The NLRP3 Inflammasome Is a Pathogen Sensor for Invasive Entamoeba histolytica via Activation of α5β1 Integrin at the Macrophage-Amebae Intercellular Junction (original) (raw)
Fig 6
_Eh_CP5 cysteine protease activity is required to activate α5β1 integrin, ATP release and the NLRP3 inflammasome.

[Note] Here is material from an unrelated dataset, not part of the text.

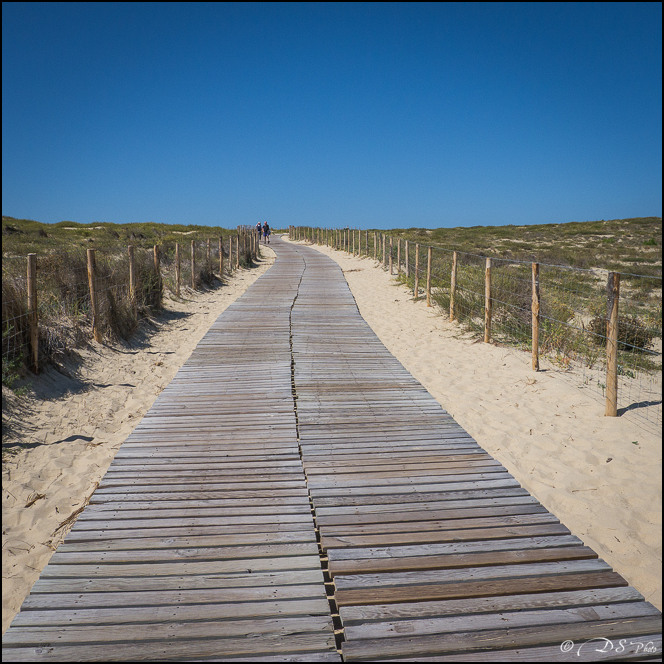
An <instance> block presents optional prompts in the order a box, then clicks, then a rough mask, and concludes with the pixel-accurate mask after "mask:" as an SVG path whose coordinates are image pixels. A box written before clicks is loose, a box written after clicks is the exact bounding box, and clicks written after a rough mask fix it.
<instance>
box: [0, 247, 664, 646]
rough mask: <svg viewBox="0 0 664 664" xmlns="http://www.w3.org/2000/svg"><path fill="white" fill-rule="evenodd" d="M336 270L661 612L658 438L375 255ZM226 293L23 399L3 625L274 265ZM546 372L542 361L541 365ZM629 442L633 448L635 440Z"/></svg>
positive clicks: (574, 522)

(a) Immunoblot analysis of β1 integrin tyrosine phosphorylation (clone PY20) of anti-α5β1 integrin immunoprecipitates from PMA-differentiated THP-1 macrophages stimulated with Wt Eh or Wt-E64 Eh. (b) Activation status of β1 integrin in THP-1 macrophages stimulated with Wt Eh or Wt-E64 Eh evaluated with anti-β1 integrin mAbs, AG89 and HUTS-4 that recognize the active conformation specific epitope of β1 integrin. (c, d) ATP release from THP-1 macrophages stimulated for 1 min with a 1:30 ratio of Wt Eh or Wt-E64 Eh, or rCP5 (1 μg mL-1), or rCP5 inactivated first in E-64 (100 μM). (e, g, h, i) Immunoblot analysis of IL-1β and caspase-1 activation and IL-1β enzyme-linked immunosorbent assay of PMA-differentiated THP-1 macrophages stimulated for 30 min or indicated time with Wt Eh (e, g, h, i), Wt-E64 Eh (e, g, h), _Eh_CP5- Eh (i) alone or with the addition of rCP5 (1 μg mL-1) (g, h, i), rCP5 RAD (g), rCP5 RGA (g) or rCP5 inactivated in E-64 (100 μM) (h, i). (f) Caspase-1 activation upon contact with Wt or Wt-E64 Eh in which active caspase-1 was stained with YVAD-FLICA, red; mammalian nuclei, blue (Eh nuclei are not stained). Scale bars, 10 μM. Data are representative of two (c, f) or three (a, b, d, e, g-i) separate experiments (error bars SEM). ***P < 0.005.